The Scandinavian countries have got this one just about right. In some areas of Northern Sweden, for example, they barely see daylight for weeks. SAD is therefore a significant problem, but they tackle this through embracing the concept of ‘Hygge’. Although it doesn’t directly translate into English, it means a feeling of cosiness of candlelight, warm blankets and enjoyable time with friends indoors. It is about not fighting the winter, but rather enjoying its benefits instead – firelight, dinner parties, nights in watching lovely films and snuggling under piles of rugs (and of course, a great excuse to enjoy some fab Scandinavian knitwear!).
Action point: Stock up on books you have been meaning to read but haven’t quite got around to yet, as well as a few candles. Who says Tuesday night kitchen supper should not be a candlelit affair?! Google ‘Hygge’ for more wintery inspiration.
Plan regular treats to look forwards to
This is vital for those of us who suffer badly from SAD. Throughout the summer we have lots of fun activities planned – beach days, weddings, parties, summer evenings sipping wine outdoors, but with winter these enjoyable events can taper off.
So, it is a good idea to make a concerted effort at the end of October to get some dates to look forwards to in your diary. They don’t need to be big, extravagant occasions (indeed, lots can be free), but try to plan at least one thing per week until Christmas, when you can repeat this activity through to the end of March. Look up your local theatre, comedy club, concert venue or cinema and book some tickets, or maybe sign up to an evening class. Plan a few ‘date nights’ with your partner or close friends. Maybe find some friends to enjoy autumnal or wintery walks and a good pub lunch with.

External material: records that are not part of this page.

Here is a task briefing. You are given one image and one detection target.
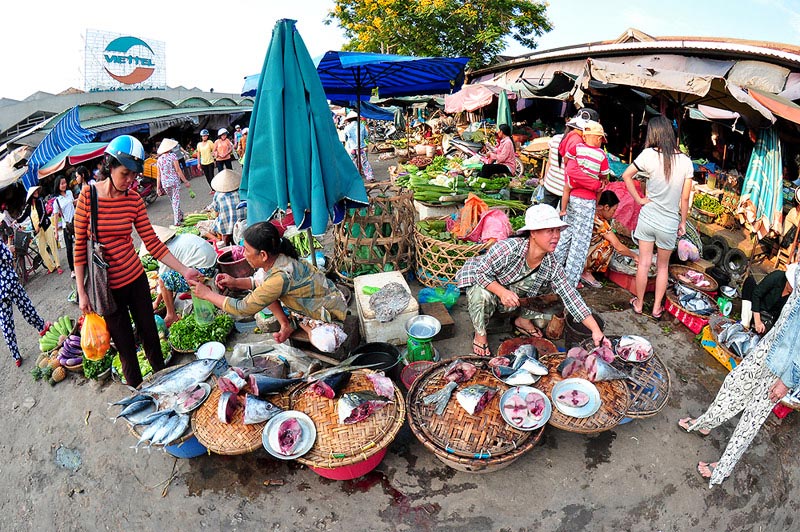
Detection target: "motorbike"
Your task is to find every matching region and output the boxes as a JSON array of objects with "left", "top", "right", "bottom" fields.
[
  {"left": 131, "top": 175, "right": 158, "bottom": 205},
  {"left": 443, "top": 128, "right": 525, "bottom": 177}
]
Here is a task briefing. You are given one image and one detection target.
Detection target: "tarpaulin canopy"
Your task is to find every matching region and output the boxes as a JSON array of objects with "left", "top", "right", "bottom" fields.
[
  {"left": 736, "top": 127, "right": 783, "bottom": 240},
  {"left": 444, "top": 83, "right": 517, "bottom": 113},
  {"left": 575, "top": 58, "right": 775, "bottom": 127},
  {"left": 39, "top": 142, "right": 108, "bottom": 179},
  {"left": 240, "top": 19, "right": 369, "bottom": 235},
  {"left": 22, "top": 106, "right": 95, "bottom": 190}
]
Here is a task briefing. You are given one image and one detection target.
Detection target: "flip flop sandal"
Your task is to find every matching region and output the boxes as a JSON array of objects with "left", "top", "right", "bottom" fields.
[{"left": 472, "top": 342, "right": 492, "bottom": 358}]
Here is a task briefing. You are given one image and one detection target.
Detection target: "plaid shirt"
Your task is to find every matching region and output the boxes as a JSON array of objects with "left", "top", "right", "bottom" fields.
[
  {"left": 456, "top": 238, "right": 592, "bottom": 322},
  {"left": 213, "top": 190, "right": 247, "bottom": 235}
]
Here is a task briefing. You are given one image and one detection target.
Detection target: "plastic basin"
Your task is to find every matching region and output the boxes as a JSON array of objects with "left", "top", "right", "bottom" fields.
[{"left": 309, "top": 449, "right": 388, "bottom": 480}]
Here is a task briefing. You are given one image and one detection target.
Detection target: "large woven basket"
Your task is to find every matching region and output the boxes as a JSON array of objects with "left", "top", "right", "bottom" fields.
[
  {"left": 289, "top": 370, "right": 406, "bottom": 469},
  {"left": 536, "top": 353, "right": 628, "bottom": 434},
  {"left": 192, "top": 385, "right": 288, "bottom": 455},
  {"left": 414, "top": 218, "right": 492, "bottom": 288},
  {"left": 408, "top": 357, "right": 544, "bottom": 473},
  {"left": 333, "top": 183, "right": 415, "bottom": 287},
  {"left": 611, "top": 355, "right": 672, "bottom": 419},
  {"left": 669, "top": 264, "right": 719, "bottom": 292}
]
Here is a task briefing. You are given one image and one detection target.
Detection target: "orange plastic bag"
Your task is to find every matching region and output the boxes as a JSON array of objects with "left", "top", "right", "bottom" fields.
[
  {"left": 81, "top": 312, "right": 111, "bottom": 360},
  {"left": 451, "top": 192, "right": 489, "bottom": 238}
]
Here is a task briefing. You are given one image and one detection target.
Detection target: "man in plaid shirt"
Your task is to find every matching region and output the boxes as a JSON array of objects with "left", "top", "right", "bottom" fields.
[
  {"left": 211, "top": 169, "right": 247, "bottom": 244},
  {"left": 456, "top": 204, "right": 603, "bottom": 356}
]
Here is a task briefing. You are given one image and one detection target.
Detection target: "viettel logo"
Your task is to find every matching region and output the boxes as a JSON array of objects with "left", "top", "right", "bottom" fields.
[{"left": 103, "top": 37, "right": 155, "bottom": 85}]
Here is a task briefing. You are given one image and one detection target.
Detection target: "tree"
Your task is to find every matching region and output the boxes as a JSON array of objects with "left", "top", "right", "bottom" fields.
[{"left": 325, "top": 0, "right": 552, "bottom": 69}]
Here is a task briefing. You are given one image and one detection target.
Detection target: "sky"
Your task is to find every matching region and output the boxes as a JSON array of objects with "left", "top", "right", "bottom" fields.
[{"left": 0, "top": 0, "right": 800, "bottom": 100}]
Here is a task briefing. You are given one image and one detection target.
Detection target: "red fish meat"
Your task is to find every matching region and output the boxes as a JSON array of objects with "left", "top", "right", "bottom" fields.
[
  {"left": 444, "top": 359, "right": 478, "bottom": 383},
  {"left": 556, "top": 390, "right": 589, "bottom": 408},
  {"left": 278, "top": 418, "right": 303, "bottom": 456}
]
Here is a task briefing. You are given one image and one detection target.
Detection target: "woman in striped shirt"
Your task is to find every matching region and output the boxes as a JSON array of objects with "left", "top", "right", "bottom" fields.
[{"left": 75, "top": 135, "right": 200, "bottom": 387}]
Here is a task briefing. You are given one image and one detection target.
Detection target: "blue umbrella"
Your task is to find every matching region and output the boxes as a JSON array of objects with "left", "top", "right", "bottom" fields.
[
  {"left": 240, "top": 19, "right": 369, "bottom": 235},
  {"left": 736, "top": 127, "right": 783, "bottom": 240}
]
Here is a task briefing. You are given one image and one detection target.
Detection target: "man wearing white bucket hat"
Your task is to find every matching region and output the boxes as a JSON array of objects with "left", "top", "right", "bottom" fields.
[
  {"left": 156, "top": 139, "right": 192, "bottom": 225},
  {"left": 456, "top": 204, "right": 603, "bottom": 356}
]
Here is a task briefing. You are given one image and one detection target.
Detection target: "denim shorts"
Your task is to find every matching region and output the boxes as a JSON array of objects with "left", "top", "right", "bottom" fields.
[{"left": 633, "top": 217, "right": 678, "bottom": 249}]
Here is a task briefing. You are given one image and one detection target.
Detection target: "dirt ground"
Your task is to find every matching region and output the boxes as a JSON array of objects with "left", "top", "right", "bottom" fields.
[{"left": 0, "top": 156, "right": 800, "bottom": 532}]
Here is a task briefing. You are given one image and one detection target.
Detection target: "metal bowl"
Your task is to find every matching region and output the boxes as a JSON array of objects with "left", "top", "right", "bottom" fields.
[{"left": 406, "top": 314, "right": 442, "bottom": 340}]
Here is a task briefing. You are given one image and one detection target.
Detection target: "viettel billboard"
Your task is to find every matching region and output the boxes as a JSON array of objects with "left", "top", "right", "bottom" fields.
[{"left": 84, "top": 30, "right": 167, "bottom": 91}]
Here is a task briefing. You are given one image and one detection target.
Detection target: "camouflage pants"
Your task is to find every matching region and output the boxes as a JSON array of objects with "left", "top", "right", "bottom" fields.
[{"left": 467, "top": 276, "right": 537, "bottom": 336}]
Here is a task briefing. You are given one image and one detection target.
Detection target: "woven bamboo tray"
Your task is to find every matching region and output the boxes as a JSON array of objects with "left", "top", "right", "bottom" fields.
[
  {"left": 669, "top": 264, "right": 719, "bottom": 292},
  {"left": 535, "top": 353, "right": 632, "bottom": 434},
  {"left": 333, "top": 183, "right": 416, "bottom": 287},
  {"left": 497, "top": 336, "right": 558, "bottom": 357},
  {"left": 611, "top": 355, "right": 672, "bottom": 419},
  {"left": 414, "top": 218, "right": 492, "bottom": 288},
  {"left": 288, "top": 370, "right": 406, "bottom": 469},
  {"left": 408, "top": 356, "right": 544, "bottom": 473},
  {"left": 192, "top": 378, "right": 289, "bottom": 455}
]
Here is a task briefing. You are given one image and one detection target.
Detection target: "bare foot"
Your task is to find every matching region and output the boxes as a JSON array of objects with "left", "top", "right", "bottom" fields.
[
  {"left": 697, "top": 462, "right": 719, "bottom": 478},
  {"left": 678, "top": 417, "right": 711, "bottom": 436}
]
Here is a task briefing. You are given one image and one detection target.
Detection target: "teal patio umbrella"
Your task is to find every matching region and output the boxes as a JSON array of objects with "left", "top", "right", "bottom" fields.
[
  {"left": 736, "top": 126, "right": 783, "bottom": 240},
  {"left": 497, "top": 90, "right": 514, "bottom": 131},
  {"left": 240, "top": 19, "right": 369, "bottom": 236}
]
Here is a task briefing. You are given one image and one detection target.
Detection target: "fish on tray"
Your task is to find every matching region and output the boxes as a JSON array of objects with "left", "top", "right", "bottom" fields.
[
  {"left": 456, "top": 384, "right": 497, "bottom": 415},
  {"left": 586, "top": 355, "right": 628, "bottom": 382},
  {"left": 556, "top": 358, "right": 583, "bottom": 379},
  {"left": 556, "top": 390, "right": 589, "bottom": 408},
  {"left": 367, "top": 371, "right": 394, "bottom": 399},
  {"left": 217, "top": 392, "right": 239, "bottom": 423},
  {"left": 422, "top": 381, "right": 458, "bottom": 416},
  {"left": 525, "top": 392, "right": 545, "bottom": 421},
  {"left": 443, "top": 359, "right": 478, "bottom": 383},
  {"left": 244, "top": 393, "right": 283, "bottom": 425},
  {"left": 308, "top": 371, "right": 352, "bottom": 399},
  {"left": 336, "top": 390, "right": 393, "bottom": 425},
  {"left": 278, "top": 417, "right": 303, "bottom": 456},
  {"left": 503, "top": 393, "right": 528, "bottom": 427}
]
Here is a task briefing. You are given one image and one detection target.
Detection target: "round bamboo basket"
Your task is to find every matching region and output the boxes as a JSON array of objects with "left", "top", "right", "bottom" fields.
[
  {"left": 333, "top": 183, "right": 416, "bottom": 288},
  {"left": 414, "top": 218, "right": 492, "bottom": 288},
  {"left": 408, "top": 356, "right": 544, "bottom": 473},
  {"left": 669, "top": 264, "right": 719, "bottom": 292},
  {"left": 288, "top": 370, "right": 406, "bottom": 469},
  {"left": 536, "top": 353, "right": 632, "bottom": 434},
  {"left": 192, "top": 384, "right": 289, "bottom": 455},
  {"left": 611, "top": 355, "right": 672, "bottom": 419},
  {"left": 497, "top": 336, "right": 558, "bottom": 357}
]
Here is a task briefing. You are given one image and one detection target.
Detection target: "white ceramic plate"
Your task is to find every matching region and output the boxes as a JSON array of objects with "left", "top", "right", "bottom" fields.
[
  {"left": 173, "top": 382, "right": 211, "bottom": 414},
  {"left": 550, "top": 379, "right": 602, "bottom": 418},
  {"left": 261, "top": 410, "right": 317, "bottom": 460},
  {"left": 614, "top": 334, "right": 653, "bottom": 364},
  {"left": 197, "top": 342, "right": 225, "bottom": 360},
  {"left": 500, "top": 386, "right": 553, "bottom": 431}
]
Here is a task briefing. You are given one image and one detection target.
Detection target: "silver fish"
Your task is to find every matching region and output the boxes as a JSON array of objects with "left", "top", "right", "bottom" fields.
[
  {"left": 140, "top": 358, "right": 217, "bottom": 396},
  {"left": 131, "top": 416, "right": 170, "bottom": 453},
  {"left": 147, "top": 416, "right": 180, "bottom": 449},
  {"left": 456, "top": 384, "right": 496, "bottom": 415},
  {"left": 422, "top": 381, "right": 458, "bottom": 416},
  {"left": 161, "top": 414, "right": 192, "bottom": 446},
  {"left": 244, "top": 393, "right": 283, "bottom": 425}
]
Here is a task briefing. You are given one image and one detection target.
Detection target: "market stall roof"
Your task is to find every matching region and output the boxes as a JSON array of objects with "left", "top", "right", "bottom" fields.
[
  {"left": 444, "top": 83, "right": 517, "bottom": 113},
  {"left": 242, "top": 51, "right": 469, "bottom": 101},
  {"left": 39, "top": 142, "right": 108, "bottom": 179},
  {"left": 574, "top": 58, "right": 775, "bottom": 127}
]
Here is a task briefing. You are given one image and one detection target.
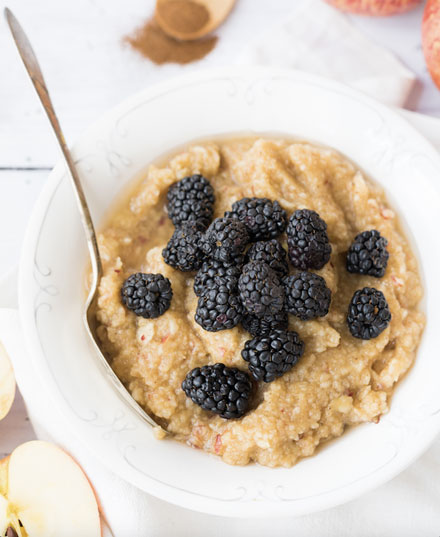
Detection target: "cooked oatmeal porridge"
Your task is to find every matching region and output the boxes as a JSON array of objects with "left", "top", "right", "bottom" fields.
[{"left": 97, "top": 138, "right": 424, "bottom": 467}]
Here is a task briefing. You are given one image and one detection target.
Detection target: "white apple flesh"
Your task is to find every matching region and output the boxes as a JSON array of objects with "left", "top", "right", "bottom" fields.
[
  {"left": 0, "top": 343, "right": 15, "bottom": 420},
  {"left": 0, "top": 440, "right": 101, "bottom": 537}
]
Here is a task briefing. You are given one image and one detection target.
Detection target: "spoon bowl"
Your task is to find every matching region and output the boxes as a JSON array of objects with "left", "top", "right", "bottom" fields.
[{"left": 155, "top": 0, "right": 235, "bottom": 41}]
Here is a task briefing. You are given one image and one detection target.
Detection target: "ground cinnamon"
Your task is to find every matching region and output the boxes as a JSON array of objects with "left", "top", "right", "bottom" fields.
[
  {"left": 124, "top": 0, "right": 218, "bottom": 65},
  {"left": 156, "top": 0, "right": 209, "bottom": 34}
]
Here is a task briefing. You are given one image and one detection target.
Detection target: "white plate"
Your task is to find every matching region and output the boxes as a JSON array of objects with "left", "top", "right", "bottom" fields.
[{"left": 19, "top": 68, "right": 440, "bottom": 517}]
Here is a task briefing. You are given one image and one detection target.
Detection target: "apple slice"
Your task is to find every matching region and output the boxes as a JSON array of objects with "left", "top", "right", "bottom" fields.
[
  {"left": 0, "top": 343, "right": 15, "bottom": 420},
  {"left": 326, "top": 0, "right": 422, "bottom": 17},
  {"left": 0, "top": 440, "right": 101, "bottom": 537}
]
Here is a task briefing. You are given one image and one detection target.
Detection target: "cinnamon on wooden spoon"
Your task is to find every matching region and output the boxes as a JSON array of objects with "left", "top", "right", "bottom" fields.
[{"left": 155, "top": 0, "right": 235, "bottom": 41}]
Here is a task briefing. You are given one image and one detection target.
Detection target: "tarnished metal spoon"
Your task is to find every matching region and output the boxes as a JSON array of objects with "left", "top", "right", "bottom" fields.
[{"left": 4, "top": 8, "right": 160, "bottom": 427}]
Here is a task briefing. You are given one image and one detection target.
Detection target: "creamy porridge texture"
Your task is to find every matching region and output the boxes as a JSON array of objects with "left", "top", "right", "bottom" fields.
[{"left": 97, "top": 139, "right": 424, "bottom": 467}]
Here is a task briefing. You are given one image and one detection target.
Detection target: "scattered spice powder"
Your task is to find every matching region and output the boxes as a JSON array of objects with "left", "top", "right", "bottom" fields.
[
  {"left": 156, "top": 0, "right": 209, "bottom": 34},
  {"left": 124, "top": 6, "right": 218, "bottom": 65}
]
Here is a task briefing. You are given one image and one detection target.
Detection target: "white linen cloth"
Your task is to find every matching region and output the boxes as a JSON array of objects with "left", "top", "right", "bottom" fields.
[
  {"left": 0, "top": 0, "right": 440, "bottom": 537},
  {"left": 237, "top": 0, "right": 415, "bottom": 106}
]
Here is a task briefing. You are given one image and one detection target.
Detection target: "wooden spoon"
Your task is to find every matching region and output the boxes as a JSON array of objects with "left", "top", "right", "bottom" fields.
[{"left": 155, "top": 0, "right": 235, "bottom": 41}]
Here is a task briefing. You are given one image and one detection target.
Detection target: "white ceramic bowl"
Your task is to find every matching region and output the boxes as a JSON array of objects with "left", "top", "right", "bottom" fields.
[{"left": 19, "top": 68, "right": 440, "bottom": 517}]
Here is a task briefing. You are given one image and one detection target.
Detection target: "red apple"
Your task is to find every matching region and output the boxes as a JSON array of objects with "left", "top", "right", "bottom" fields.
[
  {"left": 326, "top": 0, "right": 422, "bottom": 16},
  {"left": 0, "top": 440, "right": 102, "bottom": 537},
  {"left": 0, "top": 343, "right": 15, "bottom": 420},
  {"left": 422, "top": 0, "right": 440, "bottom": 89}
]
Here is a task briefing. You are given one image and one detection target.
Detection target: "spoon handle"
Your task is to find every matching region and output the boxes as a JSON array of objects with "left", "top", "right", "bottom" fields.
[{"left": 4, "top": 7, "right": 102, "bottom": 289}]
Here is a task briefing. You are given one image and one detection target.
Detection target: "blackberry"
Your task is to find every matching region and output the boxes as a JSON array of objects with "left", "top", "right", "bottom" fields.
[
  {"left": 194, "top": 283, "right": 243, "bottom": 332},
  {"left": 162, "top": 222, "right": 204, "bottom": 272},
  {"left": 287, "top": 209, "right": 332, "bottom": 270},
  {"left": 347, "top": 287, "right": 391, "bottom": 339},
  {"left": 241, "top": 310, "right": 288, "bottom": 336},
  {"left": 201, "top": 218, "right": 249, "bottom": 263},
  {"left": 182, "top": 364, "right": 252, "bottom": 420},
  {"left": 121, "top": 272, "right": 173, "bottom": 319},
  {"left": 238, "top": 261, "right": 284, "bottom": 317},
  {"left": 194, "top": 259, "right": 243, "bottom": 296},
  {"left": 241, "top": 330, "right": 304, "bottom": 382},
  {"left": 225, "top": 198, "right": 287, "bottom": 241},
  {"left": 247, "top": 239, "right": 289, "bottom": 278},
  {"left": 167, "top": 174, "right": 215, "bottom": 229},
  {"left": 347, "top": 229, "right": 390, "bottom": 278},
  {"left": 283, "top": 272, "right": 331, "bottom": 321}
]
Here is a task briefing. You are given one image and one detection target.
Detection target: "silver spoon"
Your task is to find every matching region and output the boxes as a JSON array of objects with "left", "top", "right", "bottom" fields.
[{"left": 4, "top": 7, "right": 160, "bottom": 427}]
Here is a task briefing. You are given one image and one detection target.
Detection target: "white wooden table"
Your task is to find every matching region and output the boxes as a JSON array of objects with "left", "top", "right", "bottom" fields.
[{"left": 0, "top": 0, "right": 440, "bottom": 496}]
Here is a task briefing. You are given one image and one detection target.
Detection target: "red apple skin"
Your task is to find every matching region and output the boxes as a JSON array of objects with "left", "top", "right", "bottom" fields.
[
  {"left": 422, "top": 0, "right": 440, "bottom": 89},
  {"left": 325, "top": 0, "right": 422, "bottom": 17}
]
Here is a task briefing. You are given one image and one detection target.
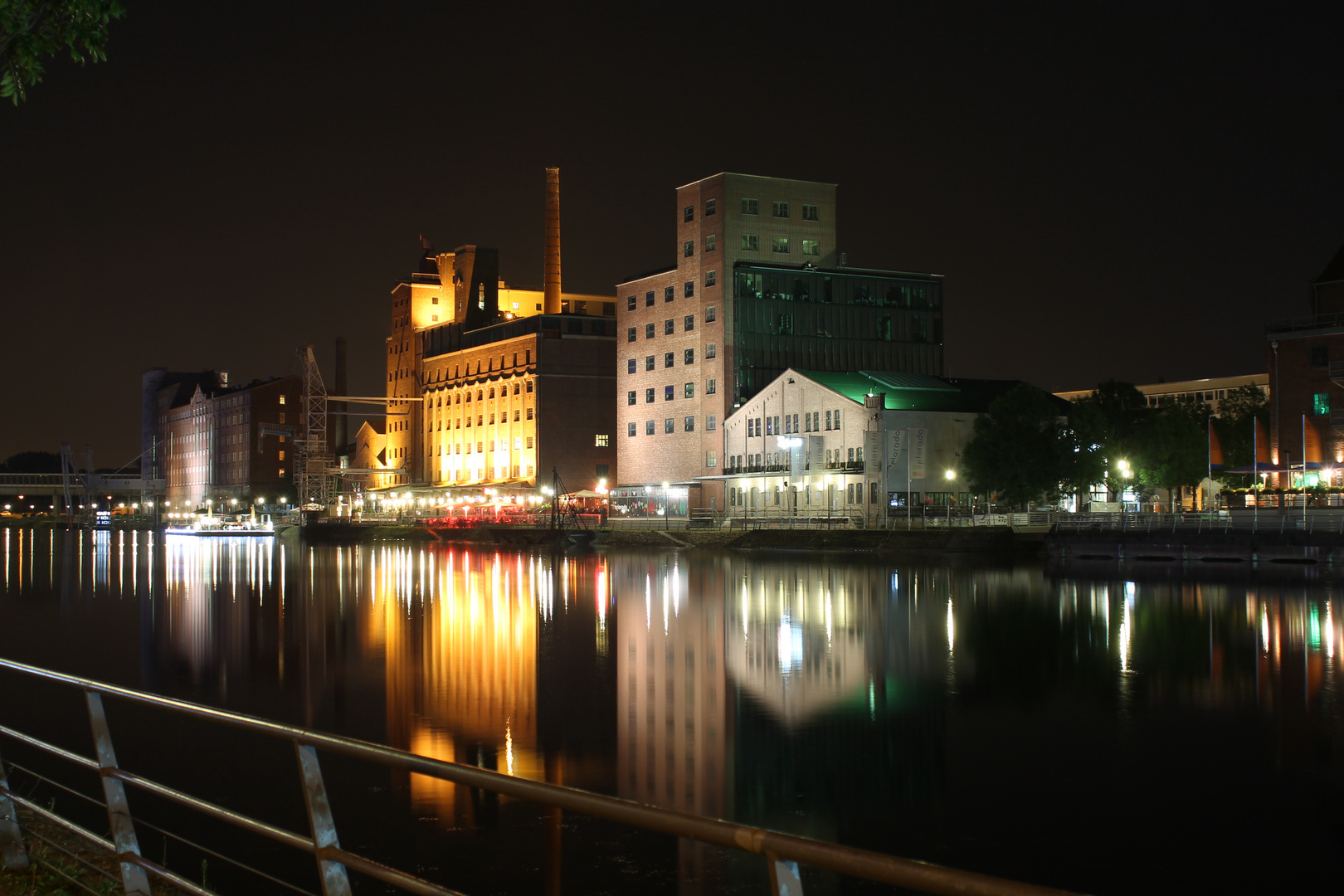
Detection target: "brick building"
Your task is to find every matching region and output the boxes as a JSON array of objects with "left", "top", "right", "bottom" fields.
[
  {"left": 1264, "top": 240, "right": 1344, "bottom": 488},
  {"left": 616, "top": 173, "right": 942, "bottom": 506},
  {"left": 141, "top": 367, "right": 303, "bottom": 508},
  {"left": 364, "top": 169, "right": 616, "bottom": 494}
]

Or even just pencil in an evening for reading a new book, running a big bath and putting your feet up. I do all of the above but my most favourite is planning a weekend away (or stay with family for a night) to change the scene.
The possibilities are endless, but doing this really helps to break the monotony of winter and a little forward thinking goes a long way (plus planned commitments are harder to wriggle out of, which will help to break that vicious symptom cycle discussed above, even if you don’t necessarily feel like doing it).
Action point: Write a list of pleasant things that you want to do over this winter, and slot them into your diary. Get the family involved too – it’s a fun evening’s activity to brainstorm your list.
(1) Mersch, P., Middendorp, H., Bouhuys, A., Beersma, D. and den, van (1999) ‘Seasonal affective disorder and latitude: A review of the literature’, Journal of affective disorders., 53(1), pp. 35–48.
(2) Kaminski-Hartenthaler, A., Forneris, C.A., Morgan, L.C., Sonis, J.H., Gaynes, B.N. and Greenblatt, A. (1996) ‘Light therapy for preventing seasonal affective disorder’, Cochrane Database of Systematic Reviews.
(3) Rohan, K.J. (2009) Coping with the seasons: A cognitive-behavioral approach to seasonal Affective disorder, therapist guide. Treatments that work. United States: Oxford University Press, USA.